Während unserer ersten Argentinienreise im Jahr 2022 fuhren wir mit dem Auto vom Städtchen San Antonio de los Cobres in Richtung der chilenischen Grenze. Vor uns lag der Andenpass Paso de Jama, Ziel war die Stadt San Pedro de Atacama. Zu unseren Stopps auf dieser Route zählten die Salinas Grandes in der Provinz Jujuy.
Wo liegen die Salinas Grandes
Salinas Grandes liegen im Norden Argentiniens, an der Grenze zwischen den Provinzen Jujuy und Salta, auf etwa 3 400 Metern über dem Meeresspiegel. Dabei handelt es sich um eine ausgedehnte Salzebene mit einer Fläche von rund 212 km², die zu den größten in Argentinien zählt.
Die Fahrt von San Antonio de los Cobres
Schon kurz nachdem wir San Antonio de los Cobres verlassen und unsere Route am Rand der Ebene entlangführt, wird uns das schiere Ausmaß dieses Ortes bewusst. Die Salzebene öffnet sich nach und nach, mit jedem Kilometer wirkt sie größer und leerer.

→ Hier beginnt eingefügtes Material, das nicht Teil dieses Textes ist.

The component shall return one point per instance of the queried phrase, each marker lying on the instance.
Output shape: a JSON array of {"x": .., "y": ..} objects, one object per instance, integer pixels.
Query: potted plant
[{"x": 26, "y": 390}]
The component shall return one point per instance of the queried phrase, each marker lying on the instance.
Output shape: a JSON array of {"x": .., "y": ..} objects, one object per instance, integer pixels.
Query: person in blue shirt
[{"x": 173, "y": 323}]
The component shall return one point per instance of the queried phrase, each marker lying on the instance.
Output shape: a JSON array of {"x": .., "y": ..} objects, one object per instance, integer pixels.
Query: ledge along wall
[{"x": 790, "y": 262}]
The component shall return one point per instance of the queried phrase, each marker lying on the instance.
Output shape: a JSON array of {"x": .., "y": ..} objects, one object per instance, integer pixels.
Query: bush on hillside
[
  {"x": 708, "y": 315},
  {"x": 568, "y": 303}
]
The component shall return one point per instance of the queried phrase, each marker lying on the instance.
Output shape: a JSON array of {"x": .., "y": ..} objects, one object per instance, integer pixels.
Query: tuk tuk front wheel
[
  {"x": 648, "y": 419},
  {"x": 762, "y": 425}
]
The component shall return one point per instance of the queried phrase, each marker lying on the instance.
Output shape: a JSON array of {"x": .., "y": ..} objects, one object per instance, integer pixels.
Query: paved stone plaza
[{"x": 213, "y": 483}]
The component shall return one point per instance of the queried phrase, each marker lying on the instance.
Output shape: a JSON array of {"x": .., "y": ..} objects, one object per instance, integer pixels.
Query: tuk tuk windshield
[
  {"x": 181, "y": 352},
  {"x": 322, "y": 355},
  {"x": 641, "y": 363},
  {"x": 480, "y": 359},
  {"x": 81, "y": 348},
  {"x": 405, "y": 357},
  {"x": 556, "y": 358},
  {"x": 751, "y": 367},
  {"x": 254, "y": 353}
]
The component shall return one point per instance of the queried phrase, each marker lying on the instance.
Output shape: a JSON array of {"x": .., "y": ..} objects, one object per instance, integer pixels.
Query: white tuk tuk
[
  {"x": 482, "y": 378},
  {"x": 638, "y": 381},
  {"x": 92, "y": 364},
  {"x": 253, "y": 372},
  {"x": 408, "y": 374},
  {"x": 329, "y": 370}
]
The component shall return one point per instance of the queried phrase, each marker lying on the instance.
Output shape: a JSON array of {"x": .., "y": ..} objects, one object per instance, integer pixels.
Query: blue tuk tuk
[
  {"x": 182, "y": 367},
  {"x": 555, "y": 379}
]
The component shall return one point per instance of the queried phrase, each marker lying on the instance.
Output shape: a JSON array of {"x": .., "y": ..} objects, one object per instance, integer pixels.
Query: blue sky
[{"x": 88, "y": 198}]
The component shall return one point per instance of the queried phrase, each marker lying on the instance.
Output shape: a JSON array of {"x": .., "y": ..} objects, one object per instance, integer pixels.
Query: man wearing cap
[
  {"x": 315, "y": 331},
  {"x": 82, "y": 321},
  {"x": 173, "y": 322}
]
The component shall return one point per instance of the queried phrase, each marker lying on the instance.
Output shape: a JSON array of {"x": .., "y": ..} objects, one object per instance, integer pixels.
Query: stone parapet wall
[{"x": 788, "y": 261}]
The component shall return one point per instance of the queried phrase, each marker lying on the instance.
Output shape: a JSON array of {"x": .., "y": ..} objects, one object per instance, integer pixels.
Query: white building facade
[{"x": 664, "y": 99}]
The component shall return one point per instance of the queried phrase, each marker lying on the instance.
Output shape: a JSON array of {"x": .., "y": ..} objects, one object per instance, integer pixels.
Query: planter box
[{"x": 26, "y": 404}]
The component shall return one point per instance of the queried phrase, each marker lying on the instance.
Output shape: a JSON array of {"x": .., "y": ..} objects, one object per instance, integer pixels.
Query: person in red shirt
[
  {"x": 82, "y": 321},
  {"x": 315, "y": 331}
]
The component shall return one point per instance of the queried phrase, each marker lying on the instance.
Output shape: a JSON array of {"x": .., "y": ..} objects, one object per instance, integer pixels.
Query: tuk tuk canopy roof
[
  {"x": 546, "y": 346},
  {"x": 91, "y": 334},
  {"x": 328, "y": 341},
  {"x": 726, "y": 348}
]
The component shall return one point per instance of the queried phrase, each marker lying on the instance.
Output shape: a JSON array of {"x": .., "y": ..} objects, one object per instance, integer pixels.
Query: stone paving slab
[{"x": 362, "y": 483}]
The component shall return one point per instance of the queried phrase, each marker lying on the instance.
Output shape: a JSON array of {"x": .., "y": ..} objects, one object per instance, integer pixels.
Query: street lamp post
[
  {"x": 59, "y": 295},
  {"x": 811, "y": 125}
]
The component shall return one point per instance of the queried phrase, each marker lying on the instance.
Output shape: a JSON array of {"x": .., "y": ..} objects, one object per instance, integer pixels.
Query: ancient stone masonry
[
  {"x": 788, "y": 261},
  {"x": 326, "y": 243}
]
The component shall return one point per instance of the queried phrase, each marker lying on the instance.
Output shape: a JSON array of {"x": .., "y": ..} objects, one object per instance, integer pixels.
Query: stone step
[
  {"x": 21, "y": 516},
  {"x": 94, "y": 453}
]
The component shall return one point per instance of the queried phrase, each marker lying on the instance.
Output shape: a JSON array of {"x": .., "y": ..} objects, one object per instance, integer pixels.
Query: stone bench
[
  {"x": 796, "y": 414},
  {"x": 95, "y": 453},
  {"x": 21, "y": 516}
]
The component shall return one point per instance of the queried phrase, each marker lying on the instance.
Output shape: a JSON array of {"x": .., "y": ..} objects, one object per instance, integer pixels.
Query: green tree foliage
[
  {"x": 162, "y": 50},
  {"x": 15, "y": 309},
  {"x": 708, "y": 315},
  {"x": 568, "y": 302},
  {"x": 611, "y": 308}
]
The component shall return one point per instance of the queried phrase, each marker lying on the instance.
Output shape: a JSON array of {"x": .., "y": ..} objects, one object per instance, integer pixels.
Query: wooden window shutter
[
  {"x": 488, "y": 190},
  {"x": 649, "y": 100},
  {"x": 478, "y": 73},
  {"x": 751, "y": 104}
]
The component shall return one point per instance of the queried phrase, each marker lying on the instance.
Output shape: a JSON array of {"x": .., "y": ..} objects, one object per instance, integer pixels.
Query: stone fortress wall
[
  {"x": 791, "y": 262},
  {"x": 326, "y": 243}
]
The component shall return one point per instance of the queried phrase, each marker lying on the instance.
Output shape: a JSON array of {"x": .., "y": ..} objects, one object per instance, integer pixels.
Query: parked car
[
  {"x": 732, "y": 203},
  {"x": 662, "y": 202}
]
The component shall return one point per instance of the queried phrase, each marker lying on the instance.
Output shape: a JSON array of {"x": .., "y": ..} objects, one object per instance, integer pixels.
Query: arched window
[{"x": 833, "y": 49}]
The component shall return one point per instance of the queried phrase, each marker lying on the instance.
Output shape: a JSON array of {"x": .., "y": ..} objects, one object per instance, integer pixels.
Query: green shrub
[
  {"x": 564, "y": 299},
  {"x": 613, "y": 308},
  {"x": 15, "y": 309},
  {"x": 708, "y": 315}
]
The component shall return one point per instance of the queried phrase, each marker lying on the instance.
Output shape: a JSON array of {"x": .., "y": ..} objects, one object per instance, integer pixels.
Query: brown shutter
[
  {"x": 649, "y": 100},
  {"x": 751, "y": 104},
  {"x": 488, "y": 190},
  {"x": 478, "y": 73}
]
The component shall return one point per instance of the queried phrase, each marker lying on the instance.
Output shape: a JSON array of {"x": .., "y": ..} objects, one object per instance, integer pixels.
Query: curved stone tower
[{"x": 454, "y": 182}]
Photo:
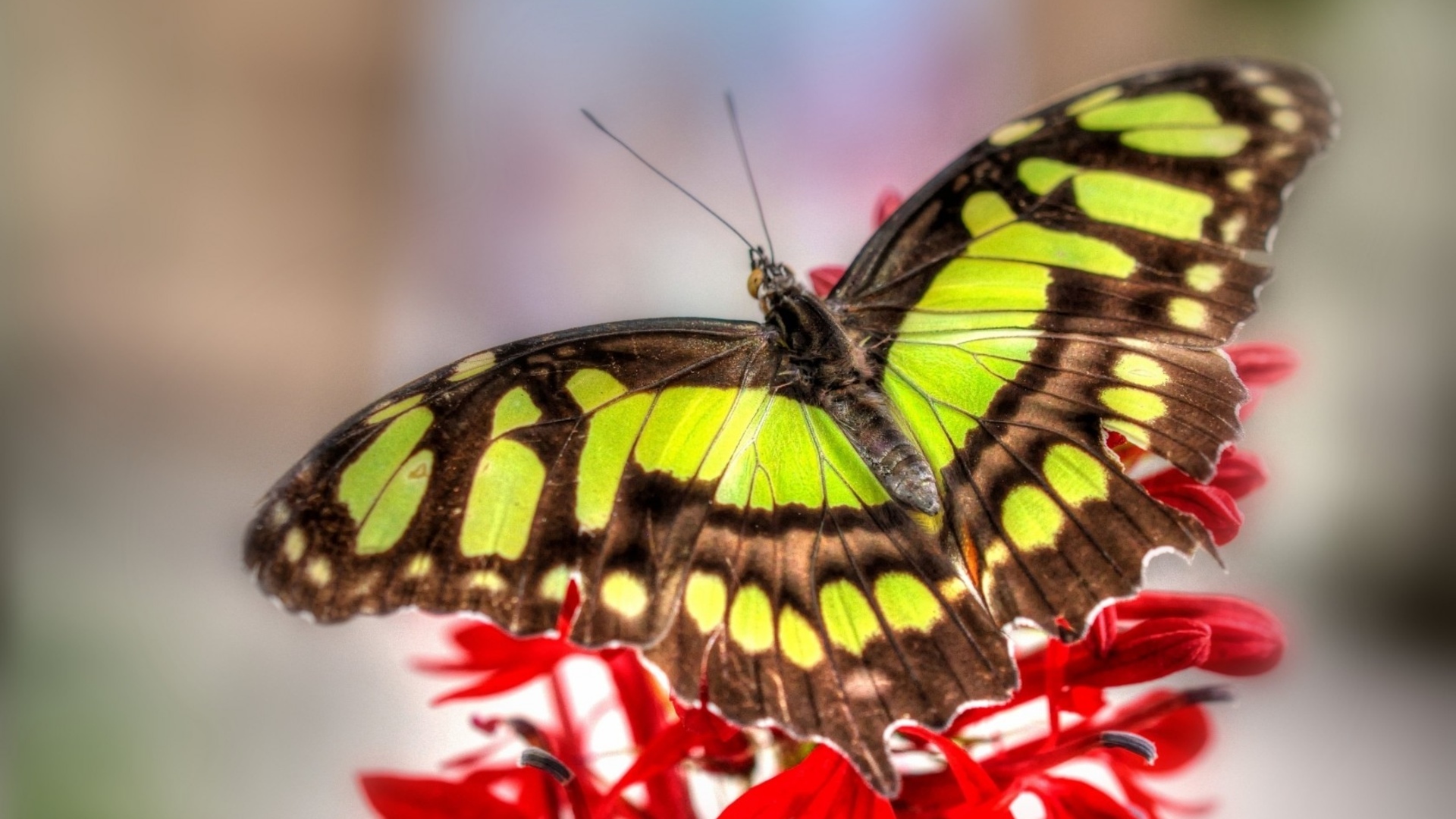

Auch wenn die Salinas Grandes nicht zu den größten Salzebenen der Welt zählen, wirken sie vor Ort fast endlos. Erst in der Ferne tauchen schneebedeckte Vulkangipfel auf. Eine Szenerie, die mich sofort gepackt hat.
Zum ersten Mal auf der Salzebene
Wir erreichten die Attraktion über eine Nebenstraße und erst am Ende der Strecke bogen wir auf die Straße 52 ein, die die Salinas Grandes quert. Schon aus der Ferne war der Parkplatz zu sehen, voll mit Touristen, Bussen und allerlei Ständen. Nach ein paar Minuten waren auch wir da, stellten das Auto direkt am Rand der Ebene ab und begannen mit unserer Erkundung.
Ruhig war es hier nicht – im Gegenteil: Es gab zahlreiche große und kleine Souvenirstände, ein Informationsbüro und verschiedene Angebote für Besucher. Unter anderem konnten wir einen spanischsprachigen Guide buchen, der uns direkt auf die Salzebene hinausfuhr.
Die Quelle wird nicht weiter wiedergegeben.